I really like bluejays. They’re smart (being in the crow family), brash, demanding little buggers who aren’t shy about letting you know they want something.
One of the little joys I take in my small apartment is that I’ve befriended two families of bluejays. It’s easy to do when you have peanuts. I got them used to picking them up from the rail outside my front door. Pretty soon they started landing and demanding peanuts.
One of the jays is an alpha male who just yells till he gets his peanut. The other is a smaller, scruffy-looking female who does a cutesy chirpy songbird schtick till I notice and bring her a peanut. It was cute till they started doing it at 7 a.m.
Because they’re smart, they learned pretty quickly that no amount of yelling or coaxing was gonna get them a peanut at that time of day, as I generally stay up late and get up at the crack of 11 or so. They adjusted their begging schedules accordingly.
Pretty soon it got to where they’d take peanuts from my hand, or land beside me when I was reading in the courtyard. I got worried because I don’t want them dependent on me and I don’t want them to be too trusting of people. One day one of them landed on the rail behind a UPS guy when he was making a delivery.

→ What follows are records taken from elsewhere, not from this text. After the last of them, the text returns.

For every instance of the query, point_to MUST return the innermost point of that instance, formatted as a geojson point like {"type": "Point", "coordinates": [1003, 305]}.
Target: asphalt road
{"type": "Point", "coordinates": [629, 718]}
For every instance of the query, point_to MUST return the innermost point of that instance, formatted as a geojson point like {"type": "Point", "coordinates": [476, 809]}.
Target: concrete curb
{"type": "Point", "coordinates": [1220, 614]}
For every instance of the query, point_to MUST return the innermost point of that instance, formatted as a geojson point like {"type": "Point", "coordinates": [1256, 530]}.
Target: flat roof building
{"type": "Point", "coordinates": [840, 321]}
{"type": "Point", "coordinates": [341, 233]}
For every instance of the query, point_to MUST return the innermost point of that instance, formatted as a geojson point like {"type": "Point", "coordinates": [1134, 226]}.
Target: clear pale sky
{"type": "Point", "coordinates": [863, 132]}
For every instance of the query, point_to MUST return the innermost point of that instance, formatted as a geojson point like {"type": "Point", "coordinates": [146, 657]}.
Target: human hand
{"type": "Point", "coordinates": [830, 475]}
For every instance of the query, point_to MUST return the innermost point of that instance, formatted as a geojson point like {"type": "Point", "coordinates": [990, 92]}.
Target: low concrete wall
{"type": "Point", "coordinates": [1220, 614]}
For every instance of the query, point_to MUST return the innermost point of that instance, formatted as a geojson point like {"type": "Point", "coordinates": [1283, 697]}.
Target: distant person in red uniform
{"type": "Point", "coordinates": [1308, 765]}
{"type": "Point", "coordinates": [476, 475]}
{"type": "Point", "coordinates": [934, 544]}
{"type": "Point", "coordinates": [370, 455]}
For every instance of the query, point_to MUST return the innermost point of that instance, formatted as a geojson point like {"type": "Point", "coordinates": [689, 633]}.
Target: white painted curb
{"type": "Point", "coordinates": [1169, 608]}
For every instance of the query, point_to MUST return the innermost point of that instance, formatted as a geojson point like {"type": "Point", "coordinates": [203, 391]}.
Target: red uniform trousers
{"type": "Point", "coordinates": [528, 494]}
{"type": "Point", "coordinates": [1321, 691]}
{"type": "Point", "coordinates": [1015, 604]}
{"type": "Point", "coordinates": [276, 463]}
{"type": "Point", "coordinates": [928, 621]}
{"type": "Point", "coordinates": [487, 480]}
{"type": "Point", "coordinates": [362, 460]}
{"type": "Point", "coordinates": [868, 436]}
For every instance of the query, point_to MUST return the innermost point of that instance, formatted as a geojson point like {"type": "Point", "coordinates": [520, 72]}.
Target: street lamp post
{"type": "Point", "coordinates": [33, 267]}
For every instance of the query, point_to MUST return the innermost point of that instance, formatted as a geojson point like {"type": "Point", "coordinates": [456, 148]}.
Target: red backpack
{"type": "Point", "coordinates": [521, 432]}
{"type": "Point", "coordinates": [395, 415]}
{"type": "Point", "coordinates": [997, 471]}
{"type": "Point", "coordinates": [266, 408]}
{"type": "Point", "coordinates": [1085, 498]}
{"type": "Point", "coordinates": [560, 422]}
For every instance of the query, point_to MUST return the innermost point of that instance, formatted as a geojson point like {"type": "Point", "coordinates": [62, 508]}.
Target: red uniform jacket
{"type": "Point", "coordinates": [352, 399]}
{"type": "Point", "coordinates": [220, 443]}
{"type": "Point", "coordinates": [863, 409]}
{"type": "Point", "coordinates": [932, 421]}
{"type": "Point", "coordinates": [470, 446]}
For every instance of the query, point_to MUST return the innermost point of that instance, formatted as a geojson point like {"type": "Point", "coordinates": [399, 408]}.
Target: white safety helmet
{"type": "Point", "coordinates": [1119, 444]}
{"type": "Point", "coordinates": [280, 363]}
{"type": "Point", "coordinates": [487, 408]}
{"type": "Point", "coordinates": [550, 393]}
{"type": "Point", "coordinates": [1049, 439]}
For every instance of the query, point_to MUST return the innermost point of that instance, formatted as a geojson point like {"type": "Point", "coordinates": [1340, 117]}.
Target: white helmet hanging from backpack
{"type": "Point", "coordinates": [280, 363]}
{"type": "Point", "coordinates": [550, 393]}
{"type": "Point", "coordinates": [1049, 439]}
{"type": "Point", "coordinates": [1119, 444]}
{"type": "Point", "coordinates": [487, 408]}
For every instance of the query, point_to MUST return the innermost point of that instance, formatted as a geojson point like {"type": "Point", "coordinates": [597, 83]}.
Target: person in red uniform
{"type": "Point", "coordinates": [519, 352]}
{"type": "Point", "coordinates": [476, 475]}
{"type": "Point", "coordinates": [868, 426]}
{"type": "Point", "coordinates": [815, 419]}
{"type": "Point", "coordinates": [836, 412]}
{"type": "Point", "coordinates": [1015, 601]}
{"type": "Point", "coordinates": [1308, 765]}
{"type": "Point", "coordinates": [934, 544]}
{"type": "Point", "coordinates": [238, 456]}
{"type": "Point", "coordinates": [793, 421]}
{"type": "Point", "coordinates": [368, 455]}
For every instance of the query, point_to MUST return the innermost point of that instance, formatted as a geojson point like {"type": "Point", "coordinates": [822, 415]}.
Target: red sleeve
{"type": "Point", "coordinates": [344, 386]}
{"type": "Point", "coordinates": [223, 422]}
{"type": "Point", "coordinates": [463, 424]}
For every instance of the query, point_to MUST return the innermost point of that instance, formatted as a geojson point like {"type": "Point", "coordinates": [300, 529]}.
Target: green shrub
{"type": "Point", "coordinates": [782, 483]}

Then one of the jays figured out that the guy he saw through the small kitchen window of my apartment is the same guy who leaves peanuts out front, and he started landing on my air conditioner and banging on my window. I think he was trying to get an exclusive on the peanuts. He’d start at sunrise and go at it 10 or 20 times over the course of the day. We’re not talking tap-tap-tap here. We’re talking BAM BAM BAM, Open up in the name of the law.
At first I tried opening the blinds so he could watch me go to the front door, which could be seen from the kitchen window. I’d hold up a peanut and open the door and try to get the jay to realize that there was now a peanut out front, so stop banging on my damn window. No go. He wanted his peanut, he wanted it directly from the kitchen window (it doesn’t open because of the air conditioner), and he wanted it now.
That was when I realized that the jays had trained me.
So now I’ve set out on a campaign to unspoil my slowly domesticating bluejays before the little bastards have me renting DVDs from Redbox for them, and before I become the avian equivalent of a crazy cat lady. I’ve got them to stop with the window-banging, but seeing as how both of them showed up for peanuts while I was writing this, I clearly have a ways to go.
Of course, it’s me who needs retraining. But everybody knows that.
You’ll miss them if they go away…
I don’t want them to go away! The pathetic truth is that they are often the highlight of my day. We’ve reached a detente. They’ve stopped banging on the window; they land on my rail and sing, and I bring them peanuts just like before.
Only now, the alpha male will take a peanut from me and drop it and screech for one he likes better. I though he was being a spoiled jerk until I noticed that the ones he drops smell icky. Still — I think it possible he wants me to make him a ham sandwich.